Tout a commencé par une sorte de casting pour entrer dans un parti politique. À l’époque, j’étais un acteur intermittent, plus inter que mi-temps. Les fins de mois étaient difficiles, tout autant que les débuts d’ailleurs et mon propriétaire était sur le point de m’expulser en m’accusant de n’être qu’un bâilleur qui bâillait aux corneilles. Du Corneille ? J’aurais tant aimé en jouer. J’avais donc d’envisagé un changement radical de carrière. La politique me paraissait une bonne reconversion. Il était de notoriété publique que tous les politiciens prenaient des cours de théâtre, alors pourquoi un acteur ne pouvait-il pas percer en politique ?

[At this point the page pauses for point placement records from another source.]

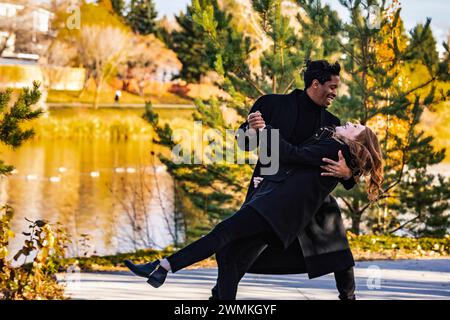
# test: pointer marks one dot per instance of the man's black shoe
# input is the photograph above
(142, 270)
(155, 274)
(157, 278)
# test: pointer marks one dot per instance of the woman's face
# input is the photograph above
(350, 130)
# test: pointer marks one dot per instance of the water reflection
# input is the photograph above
(115, 192)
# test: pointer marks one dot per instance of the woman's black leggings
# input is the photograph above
(244, 223)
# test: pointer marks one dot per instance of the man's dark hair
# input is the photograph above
(320, 70)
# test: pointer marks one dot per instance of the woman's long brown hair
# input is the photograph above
(367, 160)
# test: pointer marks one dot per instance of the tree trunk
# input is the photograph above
(356, 221)
(98, 88)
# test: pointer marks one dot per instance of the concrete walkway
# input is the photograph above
(403, 279)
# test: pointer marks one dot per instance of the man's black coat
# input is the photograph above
(322, 247)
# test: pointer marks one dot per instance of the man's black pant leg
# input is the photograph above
(345, 283)
(233, 261)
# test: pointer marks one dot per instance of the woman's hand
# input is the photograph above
(257, 181)
(338, 169)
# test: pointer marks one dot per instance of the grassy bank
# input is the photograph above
(364, 247)
(107, 96)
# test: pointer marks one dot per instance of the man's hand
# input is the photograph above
(255, 120)
(257, 181)
(337, 169)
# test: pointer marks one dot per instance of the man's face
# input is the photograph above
(326, 93)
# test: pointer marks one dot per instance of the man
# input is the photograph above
(322, 247)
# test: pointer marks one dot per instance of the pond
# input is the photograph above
(111, 195)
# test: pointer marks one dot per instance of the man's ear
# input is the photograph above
(315, 83)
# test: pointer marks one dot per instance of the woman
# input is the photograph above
(265, 212)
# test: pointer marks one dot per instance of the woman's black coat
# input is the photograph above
(312, 234)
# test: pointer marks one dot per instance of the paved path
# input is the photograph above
(404, 279)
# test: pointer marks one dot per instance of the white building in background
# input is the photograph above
(24, 27)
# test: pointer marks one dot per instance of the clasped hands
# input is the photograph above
(338, 169)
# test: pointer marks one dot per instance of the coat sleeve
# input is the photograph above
(245, 140)
(347, 183)
(310, 154)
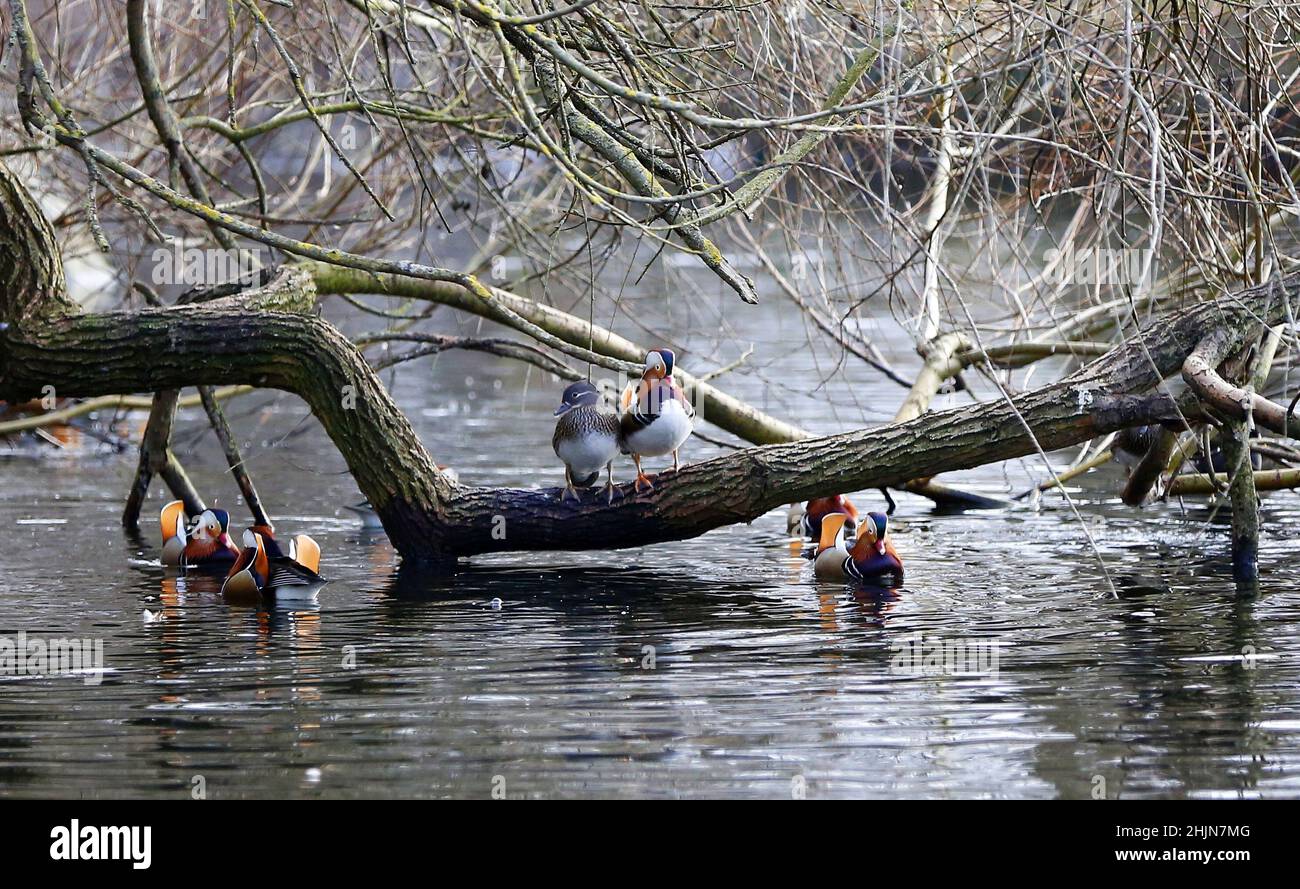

J’avais le choix entre les quatre partis en place. Il était loin le temps de la simple opposition gauche-droite. Nous étions maintenant affublés d’un système quadripartite. Les Nordistes prônaient un Etat qui interviendrait totalement dans la vie des citoyens en organisant le logement, la nourriture, le travail afin que chacun ne manque de rien. Chacun serait donc une cellule d’un grand organisme avec les Nordistes en guise de cellules grises. Les sudistes, à l’opposé, voulaient offrir toute liberté au citoyen dans l’organisation de sa vie et celle de la communauté. Les citoyens seraient des électrons libres et, de par leur nature humaine, ils s’auto-organiseraient à l’aide des Sudistes. Les Occidentalistes mettaient en avant le progrès technologique pour faire évoluer la société vers un avenir dit « meilleur ». Enfin, les Orientalistes se voulaient tous zens, luttaient activement contre toute forme de violence, prônaient le bio et le végétalisme. Ces derniers s’apparentaient fortement aux hippies des années 1960. Et c’est cette mentalité qui m’avait séduit, bercé avec les chansons de Bob Dylan et Janis Joplin qui résonnaient dans la maison de mes arrière-grands-parents.

J’ai donc répondu à une petite annonce faisant état d’un poste pour un contrat à durée non définie, nécessitant de longs voyages et la capacité de jouer la comédie. Je passai divers tests un peu étranges. Il me fallut réciter des textes avec le plus de persuasion possible face à un public censé représenter un électorat moyen, passer des heures dans une pièce sombre et exigüe sans céder à la panique, subir une pression de quatre atmosphères dans une machine et finalement passer au détecteur de mensonges. Nous étions plusieurs milliers de candidats et je finis fièrement le premier, notamment grâce à ma grande capacité à servir des mensonges éhontés sans faire sourciller la machine.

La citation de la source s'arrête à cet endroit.